Published: 1 October 2013



Low body mass index (BMI) is associated with a poor outcome in chronic heart failure (CHF). An inverse association between BMI and adiponectin and N-terminal pro-B-type natriuretic peptide (NT-proBNP) has been reported. The aim of the present study was to investigate whether novel markers of neurohormonal activation, inflammation, and endothelial dysfunction are associated with BMI in CHF.
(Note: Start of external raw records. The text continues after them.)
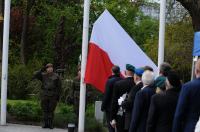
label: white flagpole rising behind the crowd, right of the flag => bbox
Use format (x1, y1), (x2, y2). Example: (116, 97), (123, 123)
(158, 0), (166, 72)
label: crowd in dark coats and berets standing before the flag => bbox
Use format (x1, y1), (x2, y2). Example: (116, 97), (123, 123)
(101, 60), (200, 132)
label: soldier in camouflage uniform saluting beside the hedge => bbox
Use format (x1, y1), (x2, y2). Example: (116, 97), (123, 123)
(34, 63), (61, 129)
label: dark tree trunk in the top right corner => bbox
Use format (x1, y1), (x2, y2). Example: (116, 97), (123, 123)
(177, 0), (200, 32)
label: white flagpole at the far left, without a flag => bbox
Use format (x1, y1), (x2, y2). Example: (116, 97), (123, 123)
(1, 0), (11, 125)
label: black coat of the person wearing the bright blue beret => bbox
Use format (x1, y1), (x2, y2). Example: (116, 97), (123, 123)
(122, 82), (143, 130)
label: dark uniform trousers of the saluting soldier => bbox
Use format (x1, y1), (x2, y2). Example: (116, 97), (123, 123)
(41, 96), (58, 121)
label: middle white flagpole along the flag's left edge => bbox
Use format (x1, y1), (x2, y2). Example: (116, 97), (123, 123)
(78, 0), (90, 132)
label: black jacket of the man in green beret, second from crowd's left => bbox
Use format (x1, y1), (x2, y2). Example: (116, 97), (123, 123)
(111, 77), (135, 119)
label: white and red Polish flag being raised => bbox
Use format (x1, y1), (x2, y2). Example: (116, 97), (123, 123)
(85, 10), (158, 92)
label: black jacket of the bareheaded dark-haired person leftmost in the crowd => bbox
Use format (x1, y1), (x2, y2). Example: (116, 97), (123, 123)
(101, 75), (122, 112)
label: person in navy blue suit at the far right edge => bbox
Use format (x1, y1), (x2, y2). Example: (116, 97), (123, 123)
(173, 60), (200, 132)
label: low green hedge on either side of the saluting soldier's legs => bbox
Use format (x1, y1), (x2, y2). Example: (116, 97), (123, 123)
(7, 100), (76, 128)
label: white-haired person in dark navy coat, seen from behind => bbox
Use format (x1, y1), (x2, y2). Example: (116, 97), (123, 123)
(129, 71), (155, 132)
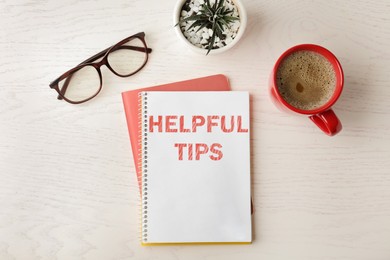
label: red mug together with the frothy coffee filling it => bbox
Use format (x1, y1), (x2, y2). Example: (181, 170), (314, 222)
(269, 44), (344, 136)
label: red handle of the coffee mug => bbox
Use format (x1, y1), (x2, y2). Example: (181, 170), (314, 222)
(309, 109), (343, 136)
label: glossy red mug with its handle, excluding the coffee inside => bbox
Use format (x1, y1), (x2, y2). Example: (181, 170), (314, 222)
(269, 44), (344, 136)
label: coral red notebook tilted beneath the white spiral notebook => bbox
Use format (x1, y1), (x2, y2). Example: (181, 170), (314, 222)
(122, 74), (230, 192)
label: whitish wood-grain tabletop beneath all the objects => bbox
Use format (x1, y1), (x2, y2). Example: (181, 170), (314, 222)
(0, 0), (390, 260)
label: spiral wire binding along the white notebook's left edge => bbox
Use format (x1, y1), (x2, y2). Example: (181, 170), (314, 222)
(138, 92), (148, 243)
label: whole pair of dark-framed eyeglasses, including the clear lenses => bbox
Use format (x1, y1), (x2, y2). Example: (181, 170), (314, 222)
(50, 32), (152, 104)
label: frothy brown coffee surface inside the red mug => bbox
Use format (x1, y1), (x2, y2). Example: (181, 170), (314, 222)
(276, 51), (336, 110)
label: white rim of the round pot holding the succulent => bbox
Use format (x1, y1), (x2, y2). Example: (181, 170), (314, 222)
(173, 0), (248, 55)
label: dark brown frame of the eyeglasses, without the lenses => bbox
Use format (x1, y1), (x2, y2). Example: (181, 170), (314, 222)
(49, 32), (152, 104)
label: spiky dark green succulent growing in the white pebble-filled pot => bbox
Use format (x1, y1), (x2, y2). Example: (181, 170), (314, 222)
(175, 0), (239, 55)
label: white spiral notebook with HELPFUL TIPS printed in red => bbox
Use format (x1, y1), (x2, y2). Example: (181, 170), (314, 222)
(138, 91), (252, 245)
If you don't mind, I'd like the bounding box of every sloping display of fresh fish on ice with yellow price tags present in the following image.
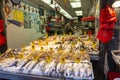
[0,35,98,79]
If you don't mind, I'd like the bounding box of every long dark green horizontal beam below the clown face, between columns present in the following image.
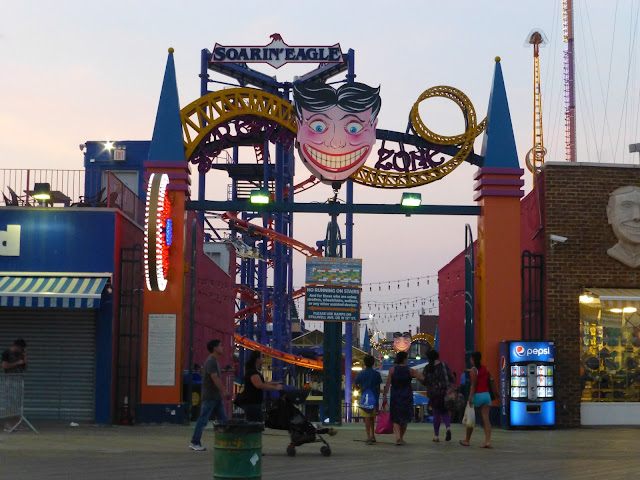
[185,200,480,216]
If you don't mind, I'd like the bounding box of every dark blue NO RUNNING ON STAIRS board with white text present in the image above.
[304,287,360,322]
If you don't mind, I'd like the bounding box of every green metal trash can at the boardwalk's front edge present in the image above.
[213,420,264,479]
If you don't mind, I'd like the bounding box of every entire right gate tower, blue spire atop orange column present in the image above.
[466,57,524,372]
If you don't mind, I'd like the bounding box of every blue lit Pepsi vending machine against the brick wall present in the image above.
[500,341,556,428]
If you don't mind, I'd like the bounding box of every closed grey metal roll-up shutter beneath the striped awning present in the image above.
[0,308,96,422]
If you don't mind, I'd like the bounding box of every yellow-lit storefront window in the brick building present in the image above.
[580,292,640,402]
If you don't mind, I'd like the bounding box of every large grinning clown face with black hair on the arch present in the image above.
[293,83,381,184]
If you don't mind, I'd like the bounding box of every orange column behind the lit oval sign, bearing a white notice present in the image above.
[140,161,190,404]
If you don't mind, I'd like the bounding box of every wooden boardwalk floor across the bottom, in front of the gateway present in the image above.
[0,424,640,480]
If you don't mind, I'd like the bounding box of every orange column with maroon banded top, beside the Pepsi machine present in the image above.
[475,168,524,377]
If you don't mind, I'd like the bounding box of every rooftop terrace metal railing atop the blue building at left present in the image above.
[0,168,144,225]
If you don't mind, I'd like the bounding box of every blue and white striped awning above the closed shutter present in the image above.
[0,274,110,308]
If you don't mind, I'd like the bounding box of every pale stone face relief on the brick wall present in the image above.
[607,186,640,268]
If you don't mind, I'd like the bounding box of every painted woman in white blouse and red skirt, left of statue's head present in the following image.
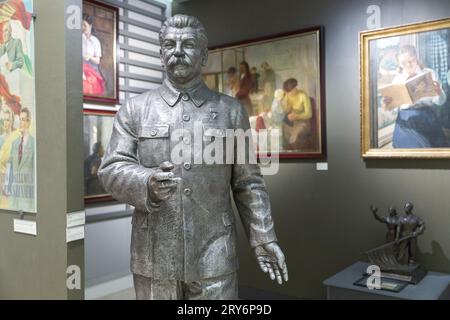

In a cross-sectional study including 171 patients with CHF and a left ventricular ejection fraction (LVEF) ≤45% the impact of BMI on circulating plasma concentrations of adiponectin, α-defensins, high sensitivity C-reactive protein (hsCRP), copeptin, mid-regional pro-adrenomedullin (MR-proADM), NT-proBNP, and mid-regional pro-A-type natriuretic peptide (MR-proANP) were evaluated.


In multivariable linear regression analysis including age, sex, LVEF, New York Heart Association functional classification (NYHA), estimated glomerular filtration rate (eGFR), and diabetes, only NT-proBNP (β = −0.32) and adiponectin (β = −0.39) remained independently associated with BMI. MR-proANP was associated with BMI but adjusting for age attenuated the relation being no longer significant.


Among biomarkers typically increased in patients with CHF only adiponectin and NT-proBNP demonstrated independent inverse associations with BMI. This indicates a direct effect of these two biomarkers enhancing the wasting process seen in CHF.